Saraswat played a key role in developing a series of missiles at a time when India faced tight international technology sanctions.
V K Saraswat, who has been appointed a full-time member of the NITI Aayog, has been one of the most high profile and successful Defence Research and Development Organisation (DRDO) chiefs in recent times.
From the time he joined the DRDO in 1972, he has been associated with almost unbroken success in his field of specialisation, missile propulsion.
As a member of APJ Abdul Kalam's hand-picked team that worked on the Integrated Guided Missile Development Programme, Saraswat played a key role in developing a series of missiles at a time when India faced tight international technology sanctions.
He was closely involved in developing the Prithvi ballistic missile; and each of the five Agni missiles that now form the backbone of India's land-based nuclear deterrent.
While Saraswat worked on propulsion systems, his contemporary and successor as DRDO chairman, Avinash Chander, fashioned their guidance systems.
They remain closely associated, suggesting DRDO might have a useful ambassador in the NITI Aayog.
Saraswat was also instrumental in modifying existing DRDO missiles into a controversial, but apparently effective, anti-ballistic missile (ABM) system that seeks to defend Indian cities by shooting down incoming nuclear-tipped ballistic missiles.

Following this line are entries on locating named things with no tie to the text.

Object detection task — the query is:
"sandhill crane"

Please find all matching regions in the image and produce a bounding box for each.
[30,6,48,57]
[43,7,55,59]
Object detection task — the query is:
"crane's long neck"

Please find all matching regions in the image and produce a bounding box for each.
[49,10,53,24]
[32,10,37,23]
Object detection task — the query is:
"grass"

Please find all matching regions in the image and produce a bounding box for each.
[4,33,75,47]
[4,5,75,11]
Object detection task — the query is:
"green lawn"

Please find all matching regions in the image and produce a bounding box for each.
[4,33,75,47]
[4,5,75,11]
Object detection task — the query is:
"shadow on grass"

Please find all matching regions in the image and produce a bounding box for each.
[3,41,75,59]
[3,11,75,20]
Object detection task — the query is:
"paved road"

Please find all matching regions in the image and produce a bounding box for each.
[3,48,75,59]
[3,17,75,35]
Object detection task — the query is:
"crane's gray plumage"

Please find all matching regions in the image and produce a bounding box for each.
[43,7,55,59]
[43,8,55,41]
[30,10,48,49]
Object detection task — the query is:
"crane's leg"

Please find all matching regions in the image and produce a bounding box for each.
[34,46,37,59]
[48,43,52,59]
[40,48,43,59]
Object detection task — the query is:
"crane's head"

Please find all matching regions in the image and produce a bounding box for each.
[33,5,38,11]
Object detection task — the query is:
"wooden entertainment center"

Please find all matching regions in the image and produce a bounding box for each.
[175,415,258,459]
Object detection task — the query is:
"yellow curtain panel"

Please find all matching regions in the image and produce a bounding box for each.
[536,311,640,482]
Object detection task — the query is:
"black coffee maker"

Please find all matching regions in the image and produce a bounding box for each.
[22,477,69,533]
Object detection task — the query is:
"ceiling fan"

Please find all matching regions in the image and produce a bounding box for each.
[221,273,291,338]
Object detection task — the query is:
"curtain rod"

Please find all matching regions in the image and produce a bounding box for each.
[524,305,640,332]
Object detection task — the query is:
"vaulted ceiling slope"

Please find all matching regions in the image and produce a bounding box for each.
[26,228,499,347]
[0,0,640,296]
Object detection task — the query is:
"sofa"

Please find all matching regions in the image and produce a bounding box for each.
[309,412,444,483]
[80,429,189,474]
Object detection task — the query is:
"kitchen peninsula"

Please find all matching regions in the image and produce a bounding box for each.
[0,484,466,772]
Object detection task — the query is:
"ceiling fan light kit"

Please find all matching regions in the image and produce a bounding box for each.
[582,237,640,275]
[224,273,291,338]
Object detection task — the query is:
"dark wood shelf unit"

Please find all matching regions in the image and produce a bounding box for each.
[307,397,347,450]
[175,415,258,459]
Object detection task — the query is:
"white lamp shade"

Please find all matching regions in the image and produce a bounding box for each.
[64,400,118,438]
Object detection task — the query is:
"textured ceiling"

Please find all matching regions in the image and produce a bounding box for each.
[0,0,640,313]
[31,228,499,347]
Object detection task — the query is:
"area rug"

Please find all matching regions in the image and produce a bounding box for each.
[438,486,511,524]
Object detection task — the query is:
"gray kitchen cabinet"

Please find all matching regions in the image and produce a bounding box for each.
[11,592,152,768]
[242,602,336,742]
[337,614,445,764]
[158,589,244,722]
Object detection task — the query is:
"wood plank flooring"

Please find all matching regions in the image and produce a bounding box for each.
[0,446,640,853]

Saraswat's frequent public statements on the ABM system have been criticised for destabilising deterrence in South Asia.
Within the DRDO, Saraswat remains a hard-driving legend known for apparently endless reserves of energy.
This, perhaps, has also led him into controversy, with the Madras High Court awarding him a three-week jail term for contempt of court in September. Saraswat had refused to implement a court order to appoint someone to a DRDO post.
Saraswat, who hails from Uttar Pradesh, obtained his MTech from Indian Institute of Science, Bengaluru, and PhD from Osmania University.
He was awarded a Padma Shri in 1998 and Padma Bhushan in 2013. He retired from DRDO on May 31, 2013.